Purpose: : We previously identified amyloid-β (Aβ) deposition, amyloid pathology, and co-localizing subequatorial supranuclear cataracts in Alzheimer’s disease (AD; Goldstein et al. Lancet, 2003). Aβ aggregation in the brain is a cardinal feature of AD pathogenesis. In AD lens, Aβ aggregates as hetero-oligomeric complexes that localize to the cytosol of supranuclear fiber cells. Emerging evidence indicates that metals bind to and promote Aβ aggregation. Accurately determining the spatial distribution of trace metals in lens and brain will facilitate elucidation of pathogenic metalloprotein interactions in affected tissues. Here we utilize state-of-the-art laser ablation sector field inductively coupled mass spectrometry (LA-SF-ICP-MS) to generate high-resolution ultra-trace elemental and isotopic spatial distribution maps of the adult human lens metallome in AD and aged control lenses.

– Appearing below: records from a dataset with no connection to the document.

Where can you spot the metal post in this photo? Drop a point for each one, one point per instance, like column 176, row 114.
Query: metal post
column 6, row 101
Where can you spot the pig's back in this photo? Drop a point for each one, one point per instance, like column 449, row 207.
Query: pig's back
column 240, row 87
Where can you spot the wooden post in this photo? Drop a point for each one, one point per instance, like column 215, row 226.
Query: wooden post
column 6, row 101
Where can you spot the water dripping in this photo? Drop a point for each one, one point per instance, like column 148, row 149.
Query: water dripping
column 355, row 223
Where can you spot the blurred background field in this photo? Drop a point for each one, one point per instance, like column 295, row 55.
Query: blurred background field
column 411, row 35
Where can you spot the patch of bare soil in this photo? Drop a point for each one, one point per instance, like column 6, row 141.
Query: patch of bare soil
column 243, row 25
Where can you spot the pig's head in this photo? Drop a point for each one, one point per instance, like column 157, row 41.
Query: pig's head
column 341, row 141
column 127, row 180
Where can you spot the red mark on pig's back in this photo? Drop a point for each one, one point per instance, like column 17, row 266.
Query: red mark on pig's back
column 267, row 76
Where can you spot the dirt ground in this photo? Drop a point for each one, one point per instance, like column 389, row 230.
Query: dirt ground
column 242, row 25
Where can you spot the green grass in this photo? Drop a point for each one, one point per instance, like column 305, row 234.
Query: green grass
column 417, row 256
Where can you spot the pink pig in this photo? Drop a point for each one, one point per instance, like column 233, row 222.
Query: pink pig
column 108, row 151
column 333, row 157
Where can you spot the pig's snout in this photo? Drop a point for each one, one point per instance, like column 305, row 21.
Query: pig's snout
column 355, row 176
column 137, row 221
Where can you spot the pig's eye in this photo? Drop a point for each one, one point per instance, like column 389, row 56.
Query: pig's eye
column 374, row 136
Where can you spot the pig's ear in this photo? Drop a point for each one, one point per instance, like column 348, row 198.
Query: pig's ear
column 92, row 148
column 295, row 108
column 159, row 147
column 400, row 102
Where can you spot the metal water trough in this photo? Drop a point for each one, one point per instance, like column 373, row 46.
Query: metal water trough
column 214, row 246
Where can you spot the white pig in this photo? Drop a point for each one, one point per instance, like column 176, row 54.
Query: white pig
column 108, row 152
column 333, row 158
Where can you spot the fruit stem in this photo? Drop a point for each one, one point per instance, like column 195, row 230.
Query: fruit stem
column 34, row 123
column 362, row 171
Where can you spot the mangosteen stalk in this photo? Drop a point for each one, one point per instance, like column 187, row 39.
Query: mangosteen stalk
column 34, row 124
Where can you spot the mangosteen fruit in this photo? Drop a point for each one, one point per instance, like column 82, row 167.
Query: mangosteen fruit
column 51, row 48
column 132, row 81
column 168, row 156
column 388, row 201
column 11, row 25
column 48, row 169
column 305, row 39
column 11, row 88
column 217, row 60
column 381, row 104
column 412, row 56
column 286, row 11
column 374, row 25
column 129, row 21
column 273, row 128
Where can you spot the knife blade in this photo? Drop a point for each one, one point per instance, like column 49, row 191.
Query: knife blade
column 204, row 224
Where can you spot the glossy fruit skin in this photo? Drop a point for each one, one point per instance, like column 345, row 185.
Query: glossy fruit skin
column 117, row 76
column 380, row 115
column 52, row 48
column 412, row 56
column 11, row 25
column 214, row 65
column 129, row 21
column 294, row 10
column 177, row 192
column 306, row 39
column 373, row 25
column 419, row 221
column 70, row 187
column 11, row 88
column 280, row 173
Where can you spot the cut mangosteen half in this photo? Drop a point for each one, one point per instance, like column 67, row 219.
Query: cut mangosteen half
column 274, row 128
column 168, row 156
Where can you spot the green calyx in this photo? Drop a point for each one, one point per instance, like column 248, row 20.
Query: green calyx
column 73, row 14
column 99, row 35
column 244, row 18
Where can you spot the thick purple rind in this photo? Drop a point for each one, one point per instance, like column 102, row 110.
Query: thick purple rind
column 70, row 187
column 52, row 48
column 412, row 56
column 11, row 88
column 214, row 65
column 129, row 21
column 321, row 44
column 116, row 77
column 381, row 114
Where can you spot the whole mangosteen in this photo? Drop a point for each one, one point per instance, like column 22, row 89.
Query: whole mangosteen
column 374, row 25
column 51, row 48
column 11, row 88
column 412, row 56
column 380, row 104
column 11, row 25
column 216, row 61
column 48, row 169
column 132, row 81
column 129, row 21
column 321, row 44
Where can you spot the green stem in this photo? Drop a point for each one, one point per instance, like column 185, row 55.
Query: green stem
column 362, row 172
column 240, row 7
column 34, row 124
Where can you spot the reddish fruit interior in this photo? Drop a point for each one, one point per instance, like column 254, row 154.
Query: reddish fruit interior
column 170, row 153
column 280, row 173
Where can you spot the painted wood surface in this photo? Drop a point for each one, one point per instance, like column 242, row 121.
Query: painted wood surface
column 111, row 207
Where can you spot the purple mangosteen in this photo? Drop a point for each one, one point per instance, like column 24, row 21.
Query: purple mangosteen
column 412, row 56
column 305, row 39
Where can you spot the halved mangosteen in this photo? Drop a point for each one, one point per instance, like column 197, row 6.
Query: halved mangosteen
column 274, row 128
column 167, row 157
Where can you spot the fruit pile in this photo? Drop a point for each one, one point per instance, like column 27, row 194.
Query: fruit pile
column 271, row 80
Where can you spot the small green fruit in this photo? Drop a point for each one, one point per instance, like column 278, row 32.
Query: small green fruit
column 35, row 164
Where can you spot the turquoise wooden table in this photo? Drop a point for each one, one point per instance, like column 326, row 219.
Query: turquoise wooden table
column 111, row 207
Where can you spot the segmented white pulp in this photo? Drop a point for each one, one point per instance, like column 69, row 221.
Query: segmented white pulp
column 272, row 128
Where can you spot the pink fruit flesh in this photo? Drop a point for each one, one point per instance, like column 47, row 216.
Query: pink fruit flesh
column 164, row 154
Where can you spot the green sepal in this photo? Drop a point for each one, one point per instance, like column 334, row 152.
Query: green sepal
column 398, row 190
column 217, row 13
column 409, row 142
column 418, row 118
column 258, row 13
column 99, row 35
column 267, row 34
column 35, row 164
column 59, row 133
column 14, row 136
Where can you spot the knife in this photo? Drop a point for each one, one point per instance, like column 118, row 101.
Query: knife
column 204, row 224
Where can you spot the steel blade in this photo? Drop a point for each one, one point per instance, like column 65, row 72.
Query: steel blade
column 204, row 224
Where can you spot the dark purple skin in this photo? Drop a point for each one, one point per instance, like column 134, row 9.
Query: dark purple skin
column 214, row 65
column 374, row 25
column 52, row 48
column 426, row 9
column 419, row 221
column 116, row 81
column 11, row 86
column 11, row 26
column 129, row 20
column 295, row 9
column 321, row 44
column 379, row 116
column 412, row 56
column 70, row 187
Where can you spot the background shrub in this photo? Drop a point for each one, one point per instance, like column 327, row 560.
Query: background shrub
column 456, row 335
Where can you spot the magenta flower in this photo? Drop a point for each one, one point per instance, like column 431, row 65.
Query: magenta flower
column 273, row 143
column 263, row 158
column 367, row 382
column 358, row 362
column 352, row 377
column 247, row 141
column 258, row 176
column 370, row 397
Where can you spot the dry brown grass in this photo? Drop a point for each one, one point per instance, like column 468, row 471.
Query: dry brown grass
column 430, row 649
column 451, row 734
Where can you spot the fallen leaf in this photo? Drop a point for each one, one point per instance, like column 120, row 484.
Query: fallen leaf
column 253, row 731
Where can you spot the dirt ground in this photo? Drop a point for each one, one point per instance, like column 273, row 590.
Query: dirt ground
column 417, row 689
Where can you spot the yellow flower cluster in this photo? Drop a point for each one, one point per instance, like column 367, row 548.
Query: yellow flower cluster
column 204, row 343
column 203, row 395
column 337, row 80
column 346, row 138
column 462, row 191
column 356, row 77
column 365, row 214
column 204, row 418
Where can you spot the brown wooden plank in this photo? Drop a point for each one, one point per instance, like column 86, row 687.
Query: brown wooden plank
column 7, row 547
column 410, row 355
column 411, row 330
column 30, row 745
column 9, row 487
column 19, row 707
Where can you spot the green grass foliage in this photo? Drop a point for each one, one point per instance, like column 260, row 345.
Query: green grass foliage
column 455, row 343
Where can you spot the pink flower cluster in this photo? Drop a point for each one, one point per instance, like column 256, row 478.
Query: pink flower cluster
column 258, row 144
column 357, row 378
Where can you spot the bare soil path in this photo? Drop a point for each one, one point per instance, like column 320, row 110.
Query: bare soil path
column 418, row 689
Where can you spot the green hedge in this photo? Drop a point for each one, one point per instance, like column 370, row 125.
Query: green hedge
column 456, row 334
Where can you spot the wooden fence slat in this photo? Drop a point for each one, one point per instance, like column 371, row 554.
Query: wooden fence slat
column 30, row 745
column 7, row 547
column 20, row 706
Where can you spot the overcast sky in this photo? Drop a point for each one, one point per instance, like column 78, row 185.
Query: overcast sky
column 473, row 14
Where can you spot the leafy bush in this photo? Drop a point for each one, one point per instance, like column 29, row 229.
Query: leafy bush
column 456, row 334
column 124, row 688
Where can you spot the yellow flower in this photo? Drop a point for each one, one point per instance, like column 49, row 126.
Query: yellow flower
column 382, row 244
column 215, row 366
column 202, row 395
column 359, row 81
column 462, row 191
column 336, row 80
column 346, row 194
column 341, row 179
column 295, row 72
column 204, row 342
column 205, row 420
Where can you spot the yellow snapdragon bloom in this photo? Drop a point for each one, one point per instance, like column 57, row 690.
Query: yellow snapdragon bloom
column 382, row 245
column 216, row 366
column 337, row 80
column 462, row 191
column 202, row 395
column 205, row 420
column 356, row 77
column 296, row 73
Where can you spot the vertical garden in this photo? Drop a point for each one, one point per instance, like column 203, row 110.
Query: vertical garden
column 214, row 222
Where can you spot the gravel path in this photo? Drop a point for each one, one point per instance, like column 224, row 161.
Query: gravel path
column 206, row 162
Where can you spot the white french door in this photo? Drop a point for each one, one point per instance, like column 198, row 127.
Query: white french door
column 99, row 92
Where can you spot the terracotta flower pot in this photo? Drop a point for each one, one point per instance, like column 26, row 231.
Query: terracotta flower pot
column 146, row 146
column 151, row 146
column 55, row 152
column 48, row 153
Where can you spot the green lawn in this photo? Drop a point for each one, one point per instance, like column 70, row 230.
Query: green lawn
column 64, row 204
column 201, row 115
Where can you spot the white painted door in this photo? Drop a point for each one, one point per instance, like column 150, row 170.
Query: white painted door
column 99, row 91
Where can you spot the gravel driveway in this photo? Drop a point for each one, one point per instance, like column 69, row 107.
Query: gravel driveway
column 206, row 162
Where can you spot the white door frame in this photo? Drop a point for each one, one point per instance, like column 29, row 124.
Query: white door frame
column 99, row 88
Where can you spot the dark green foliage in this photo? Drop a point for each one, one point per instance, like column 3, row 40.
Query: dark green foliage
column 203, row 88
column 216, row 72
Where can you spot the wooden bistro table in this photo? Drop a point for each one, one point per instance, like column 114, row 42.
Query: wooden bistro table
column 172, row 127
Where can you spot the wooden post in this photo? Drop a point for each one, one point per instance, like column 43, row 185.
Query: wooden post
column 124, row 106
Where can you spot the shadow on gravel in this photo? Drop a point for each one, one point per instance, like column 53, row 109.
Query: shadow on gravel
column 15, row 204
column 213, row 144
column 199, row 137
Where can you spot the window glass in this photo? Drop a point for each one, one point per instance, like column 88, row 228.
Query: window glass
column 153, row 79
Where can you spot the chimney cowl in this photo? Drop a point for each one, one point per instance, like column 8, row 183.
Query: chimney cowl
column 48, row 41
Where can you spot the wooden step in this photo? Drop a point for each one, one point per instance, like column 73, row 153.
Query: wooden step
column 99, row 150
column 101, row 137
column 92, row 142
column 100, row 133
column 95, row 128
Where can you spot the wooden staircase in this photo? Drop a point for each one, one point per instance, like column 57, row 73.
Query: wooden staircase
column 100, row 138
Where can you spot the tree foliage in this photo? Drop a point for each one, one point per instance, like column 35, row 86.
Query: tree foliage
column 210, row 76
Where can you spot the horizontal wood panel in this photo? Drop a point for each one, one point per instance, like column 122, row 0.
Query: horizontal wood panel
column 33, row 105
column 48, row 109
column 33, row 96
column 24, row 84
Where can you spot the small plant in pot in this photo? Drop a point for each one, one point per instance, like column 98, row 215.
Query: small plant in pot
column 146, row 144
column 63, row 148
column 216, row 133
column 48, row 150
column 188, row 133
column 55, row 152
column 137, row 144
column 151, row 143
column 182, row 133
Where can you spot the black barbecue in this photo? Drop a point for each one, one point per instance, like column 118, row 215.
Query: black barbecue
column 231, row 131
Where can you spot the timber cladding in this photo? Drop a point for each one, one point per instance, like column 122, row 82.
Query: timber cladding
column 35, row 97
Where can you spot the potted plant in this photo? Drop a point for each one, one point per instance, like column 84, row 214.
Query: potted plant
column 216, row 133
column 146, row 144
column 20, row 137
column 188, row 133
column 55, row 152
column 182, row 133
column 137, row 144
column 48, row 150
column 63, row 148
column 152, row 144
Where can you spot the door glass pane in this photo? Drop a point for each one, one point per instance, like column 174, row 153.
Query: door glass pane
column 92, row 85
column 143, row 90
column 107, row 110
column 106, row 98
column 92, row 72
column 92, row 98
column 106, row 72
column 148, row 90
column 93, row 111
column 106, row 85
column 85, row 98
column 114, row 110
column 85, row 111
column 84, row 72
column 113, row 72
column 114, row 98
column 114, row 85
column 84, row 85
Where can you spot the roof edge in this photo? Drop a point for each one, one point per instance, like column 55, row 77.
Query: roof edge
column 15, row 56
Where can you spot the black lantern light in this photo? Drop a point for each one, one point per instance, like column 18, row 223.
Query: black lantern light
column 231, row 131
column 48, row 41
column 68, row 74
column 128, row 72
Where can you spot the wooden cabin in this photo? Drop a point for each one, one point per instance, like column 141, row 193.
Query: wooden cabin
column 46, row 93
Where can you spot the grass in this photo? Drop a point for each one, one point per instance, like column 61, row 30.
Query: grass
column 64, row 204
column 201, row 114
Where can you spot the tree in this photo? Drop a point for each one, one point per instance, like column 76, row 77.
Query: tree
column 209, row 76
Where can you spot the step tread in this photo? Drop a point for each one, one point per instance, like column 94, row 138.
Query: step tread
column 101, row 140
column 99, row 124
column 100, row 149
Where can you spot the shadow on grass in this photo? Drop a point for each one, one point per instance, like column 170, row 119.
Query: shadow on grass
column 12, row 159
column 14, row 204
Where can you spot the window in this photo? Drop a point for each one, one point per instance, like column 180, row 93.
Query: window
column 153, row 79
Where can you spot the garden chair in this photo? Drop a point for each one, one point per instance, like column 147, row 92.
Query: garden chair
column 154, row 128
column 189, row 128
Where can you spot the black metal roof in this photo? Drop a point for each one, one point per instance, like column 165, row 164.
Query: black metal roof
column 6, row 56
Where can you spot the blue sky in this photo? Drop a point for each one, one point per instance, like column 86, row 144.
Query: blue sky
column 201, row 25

Methods: : Lens specimens were procured through national tissue networks (National Disease Registry Interchange, Philadelphia; PA). Tissue specimens were dissected, flash frozen, and analyzed by ns-ultraviolet laser ablation hyphenated to a Element-XR SF-ICP-MS. Laser ablation parameters: 213nm; scan rate, 5-50µms^-1; spot size, 10µm (high resolution) to 100µm (scanning mode). Scanning was initiated on the surrounding to establish elemental background.

Results: : Detailed high-resolution elemental and isotope maps generated from human lenses obtained from AD and aged control subjects demonstrate unique patterns of elemental and isotopic distribution for Cu, Zn, Ca, Mg, Na, P, Rb, C and S. Apparent age-related anatomical nuclear-to-cortical distribution patterns were observed for C and S compared to an apparent physiological epithelial-to-cortical pattern for Zn, Cu, Ca, Mg, P. Increased Zn was noted in the supranucleus and deep cortex of AD lenses, a finding consistent with our previous analyses using X-ray fluorescence microscopy.

Conclusions: : LA-SF-ICP-MS was successfully used to generate high-resolution spatial distribution maps of the adult human lens metallome. This novel technique has accurately determined the distribution of physiologically active metals in the normal aged lens and confirms zinc dyshomeostasis in AD lenses. This study provides additional evidence pointing to Zn as a biometal contributor to amyloidogenic reactions and AD-linked pathology in the lens and brain.